Düster, rasend, gefährlich - neben Kavrila erscheinen selbst die vier Apokalyptischen Reiter wie schüchterne Schuljungen. Die vier Hamburger graben deinen Vorgarten mit dem Schaufelbagger um, nur um dort pechschwarze Friedhofserde aufzuschütten, wo einst Tulpen blühten. Dabei hinterlassen sie eine schweflig-faulige Spur der Verwüstung und treiben ihr Publikum peitschend-energisch vor sich her. Das Rezept: eine dicke Ladung Schwedentod à la Entombed, tonnenschwerer Sludge in bester NOLA-Manier, Doom Metal in Schrittgeschwindigkeit, gelegentliche Black-Metal-Gewitter, treibender High-Energy-Punkrock und jede Menge Proberaumattitüde.
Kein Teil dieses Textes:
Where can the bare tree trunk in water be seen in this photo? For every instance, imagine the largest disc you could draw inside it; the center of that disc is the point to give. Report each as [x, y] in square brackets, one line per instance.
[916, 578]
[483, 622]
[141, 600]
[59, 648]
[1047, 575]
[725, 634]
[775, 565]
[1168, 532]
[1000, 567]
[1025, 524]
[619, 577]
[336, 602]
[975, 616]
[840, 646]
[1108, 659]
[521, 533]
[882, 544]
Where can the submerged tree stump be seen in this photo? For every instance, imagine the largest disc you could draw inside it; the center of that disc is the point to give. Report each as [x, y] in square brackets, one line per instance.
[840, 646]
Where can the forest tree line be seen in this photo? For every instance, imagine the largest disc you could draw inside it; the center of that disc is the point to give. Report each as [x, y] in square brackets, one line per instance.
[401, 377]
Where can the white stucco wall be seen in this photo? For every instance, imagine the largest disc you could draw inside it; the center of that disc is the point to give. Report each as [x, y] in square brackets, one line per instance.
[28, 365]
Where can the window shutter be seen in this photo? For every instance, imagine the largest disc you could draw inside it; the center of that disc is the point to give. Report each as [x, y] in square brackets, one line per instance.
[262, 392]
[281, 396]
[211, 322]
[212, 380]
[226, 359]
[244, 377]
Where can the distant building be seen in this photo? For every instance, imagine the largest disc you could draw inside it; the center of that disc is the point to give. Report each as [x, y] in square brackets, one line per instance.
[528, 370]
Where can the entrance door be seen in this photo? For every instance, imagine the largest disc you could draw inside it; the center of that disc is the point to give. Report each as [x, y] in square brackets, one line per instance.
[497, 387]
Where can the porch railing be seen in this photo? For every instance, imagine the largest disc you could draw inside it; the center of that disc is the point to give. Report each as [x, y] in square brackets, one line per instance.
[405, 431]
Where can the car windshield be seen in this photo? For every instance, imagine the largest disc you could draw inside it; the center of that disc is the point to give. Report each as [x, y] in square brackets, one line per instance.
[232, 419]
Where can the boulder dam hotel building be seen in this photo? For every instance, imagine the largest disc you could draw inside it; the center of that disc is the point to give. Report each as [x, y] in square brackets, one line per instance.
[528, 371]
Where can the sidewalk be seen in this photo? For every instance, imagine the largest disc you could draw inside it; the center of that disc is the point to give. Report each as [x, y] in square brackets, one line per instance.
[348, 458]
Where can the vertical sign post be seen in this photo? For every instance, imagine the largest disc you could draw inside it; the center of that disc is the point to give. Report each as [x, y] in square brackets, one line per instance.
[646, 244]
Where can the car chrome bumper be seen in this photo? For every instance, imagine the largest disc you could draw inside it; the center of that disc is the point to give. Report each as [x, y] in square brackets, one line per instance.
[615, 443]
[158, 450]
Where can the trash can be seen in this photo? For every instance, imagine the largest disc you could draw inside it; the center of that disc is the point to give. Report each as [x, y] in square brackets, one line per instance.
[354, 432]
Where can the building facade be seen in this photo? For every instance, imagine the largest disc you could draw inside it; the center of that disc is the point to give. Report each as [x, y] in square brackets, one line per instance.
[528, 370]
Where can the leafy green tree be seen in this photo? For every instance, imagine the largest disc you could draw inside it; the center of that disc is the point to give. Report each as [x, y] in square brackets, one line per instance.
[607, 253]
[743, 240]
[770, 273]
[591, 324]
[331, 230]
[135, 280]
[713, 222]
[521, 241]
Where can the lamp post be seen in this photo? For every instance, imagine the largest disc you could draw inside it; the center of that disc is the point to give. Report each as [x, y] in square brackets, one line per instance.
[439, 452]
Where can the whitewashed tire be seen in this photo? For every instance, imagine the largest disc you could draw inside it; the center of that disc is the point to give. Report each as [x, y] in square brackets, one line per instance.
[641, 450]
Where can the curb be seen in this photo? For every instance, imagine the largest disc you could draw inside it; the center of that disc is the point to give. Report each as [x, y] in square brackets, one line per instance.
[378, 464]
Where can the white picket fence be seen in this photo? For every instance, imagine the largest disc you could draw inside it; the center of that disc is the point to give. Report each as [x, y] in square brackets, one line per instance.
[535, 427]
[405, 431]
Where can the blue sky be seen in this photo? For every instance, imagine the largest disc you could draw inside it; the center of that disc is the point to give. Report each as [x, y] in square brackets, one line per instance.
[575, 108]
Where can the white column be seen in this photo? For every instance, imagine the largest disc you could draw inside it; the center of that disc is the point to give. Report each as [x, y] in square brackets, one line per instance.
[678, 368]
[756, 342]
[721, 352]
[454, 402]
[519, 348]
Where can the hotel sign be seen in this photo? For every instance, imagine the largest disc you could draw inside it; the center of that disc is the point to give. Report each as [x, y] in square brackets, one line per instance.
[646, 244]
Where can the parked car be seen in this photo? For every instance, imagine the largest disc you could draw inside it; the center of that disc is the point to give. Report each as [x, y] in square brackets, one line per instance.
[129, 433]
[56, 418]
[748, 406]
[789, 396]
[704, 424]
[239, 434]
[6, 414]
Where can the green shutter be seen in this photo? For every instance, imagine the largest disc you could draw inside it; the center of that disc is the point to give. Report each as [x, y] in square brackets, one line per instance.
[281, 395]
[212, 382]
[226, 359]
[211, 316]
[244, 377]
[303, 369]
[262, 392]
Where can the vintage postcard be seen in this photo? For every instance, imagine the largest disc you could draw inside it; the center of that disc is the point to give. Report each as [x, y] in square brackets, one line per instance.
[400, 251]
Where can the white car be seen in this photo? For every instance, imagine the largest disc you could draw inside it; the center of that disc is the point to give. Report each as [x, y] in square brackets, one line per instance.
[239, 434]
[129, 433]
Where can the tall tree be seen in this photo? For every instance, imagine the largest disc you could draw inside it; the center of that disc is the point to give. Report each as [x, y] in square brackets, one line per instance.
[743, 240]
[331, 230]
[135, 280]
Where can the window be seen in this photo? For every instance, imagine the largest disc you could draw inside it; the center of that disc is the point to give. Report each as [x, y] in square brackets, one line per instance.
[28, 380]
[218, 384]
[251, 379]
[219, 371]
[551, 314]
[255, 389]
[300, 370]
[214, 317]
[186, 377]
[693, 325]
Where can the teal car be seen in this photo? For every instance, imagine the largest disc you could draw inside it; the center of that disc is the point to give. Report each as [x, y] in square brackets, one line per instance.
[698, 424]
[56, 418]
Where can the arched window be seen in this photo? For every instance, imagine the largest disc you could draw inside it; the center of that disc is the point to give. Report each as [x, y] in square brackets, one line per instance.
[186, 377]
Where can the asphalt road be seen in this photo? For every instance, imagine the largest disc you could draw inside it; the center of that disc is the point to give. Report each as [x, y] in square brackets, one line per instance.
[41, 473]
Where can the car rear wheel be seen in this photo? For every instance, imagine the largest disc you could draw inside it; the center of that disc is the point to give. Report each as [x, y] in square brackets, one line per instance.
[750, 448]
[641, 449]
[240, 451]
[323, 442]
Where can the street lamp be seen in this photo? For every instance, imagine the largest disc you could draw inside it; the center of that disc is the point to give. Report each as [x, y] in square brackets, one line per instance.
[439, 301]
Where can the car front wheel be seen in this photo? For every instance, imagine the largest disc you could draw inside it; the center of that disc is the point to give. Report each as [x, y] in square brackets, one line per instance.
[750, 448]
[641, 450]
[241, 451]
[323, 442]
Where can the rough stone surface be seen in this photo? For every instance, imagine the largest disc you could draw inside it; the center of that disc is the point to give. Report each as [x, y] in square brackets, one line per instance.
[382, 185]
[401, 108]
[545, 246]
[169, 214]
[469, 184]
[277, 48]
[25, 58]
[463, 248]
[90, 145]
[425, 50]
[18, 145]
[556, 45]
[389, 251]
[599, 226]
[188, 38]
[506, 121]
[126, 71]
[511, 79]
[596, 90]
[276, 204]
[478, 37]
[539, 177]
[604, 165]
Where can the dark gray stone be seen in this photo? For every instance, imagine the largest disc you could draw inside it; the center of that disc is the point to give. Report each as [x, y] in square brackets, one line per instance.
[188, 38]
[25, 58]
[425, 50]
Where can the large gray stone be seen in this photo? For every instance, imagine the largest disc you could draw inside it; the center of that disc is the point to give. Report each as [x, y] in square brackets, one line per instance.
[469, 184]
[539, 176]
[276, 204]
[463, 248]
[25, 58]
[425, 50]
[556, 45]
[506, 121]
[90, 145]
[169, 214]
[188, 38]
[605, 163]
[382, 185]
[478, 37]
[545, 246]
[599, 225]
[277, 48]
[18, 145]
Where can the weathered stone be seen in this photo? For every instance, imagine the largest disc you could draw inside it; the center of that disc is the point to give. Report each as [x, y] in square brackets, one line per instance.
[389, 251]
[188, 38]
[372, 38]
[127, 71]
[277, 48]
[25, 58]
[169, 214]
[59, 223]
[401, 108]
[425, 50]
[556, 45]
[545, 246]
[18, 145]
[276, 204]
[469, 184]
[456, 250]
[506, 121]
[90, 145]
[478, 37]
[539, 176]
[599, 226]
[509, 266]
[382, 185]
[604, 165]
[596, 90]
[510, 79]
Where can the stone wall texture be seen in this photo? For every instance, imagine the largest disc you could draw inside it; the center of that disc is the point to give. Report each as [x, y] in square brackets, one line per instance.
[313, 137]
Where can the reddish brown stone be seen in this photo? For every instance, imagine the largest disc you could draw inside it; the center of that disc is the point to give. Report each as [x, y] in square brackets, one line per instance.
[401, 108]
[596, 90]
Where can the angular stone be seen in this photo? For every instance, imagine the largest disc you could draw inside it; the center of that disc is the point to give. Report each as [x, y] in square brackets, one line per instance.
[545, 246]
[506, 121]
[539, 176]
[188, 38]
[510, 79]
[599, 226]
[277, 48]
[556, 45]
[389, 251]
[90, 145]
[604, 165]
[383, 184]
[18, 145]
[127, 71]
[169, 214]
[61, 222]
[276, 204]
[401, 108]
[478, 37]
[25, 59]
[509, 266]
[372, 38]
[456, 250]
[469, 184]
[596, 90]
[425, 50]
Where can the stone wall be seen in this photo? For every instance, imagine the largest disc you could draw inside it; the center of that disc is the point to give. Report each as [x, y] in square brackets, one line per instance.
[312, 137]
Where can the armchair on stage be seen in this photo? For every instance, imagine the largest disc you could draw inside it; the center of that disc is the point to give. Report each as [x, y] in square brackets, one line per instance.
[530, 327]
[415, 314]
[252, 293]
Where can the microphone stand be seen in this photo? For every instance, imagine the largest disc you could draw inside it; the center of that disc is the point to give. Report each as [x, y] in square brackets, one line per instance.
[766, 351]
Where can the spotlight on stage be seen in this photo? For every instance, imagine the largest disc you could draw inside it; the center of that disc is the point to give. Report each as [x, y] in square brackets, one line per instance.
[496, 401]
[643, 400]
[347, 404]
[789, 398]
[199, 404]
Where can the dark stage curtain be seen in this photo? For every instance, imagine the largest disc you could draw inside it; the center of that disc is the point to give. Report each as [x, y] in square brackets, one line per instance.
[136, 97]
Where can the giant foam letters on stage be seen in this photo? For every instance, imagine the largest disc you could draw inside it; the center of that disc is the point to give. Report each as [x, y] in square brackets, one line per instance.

Wer auf amphetamingeladene, unberechenbare Zerstörungswut steht, wird diese Band lieben. Schließlich ist Kavrila „der haarige Arsch, der dir ins Gesicht springt, während du beim Frühstückstee sitzt“ und Gnade nicht gerade ihre Stärke.
8/10 Punkte für das 2017er Album im Deaf Forever Magazin sprechen ebenfalls eine deutliche Sprache.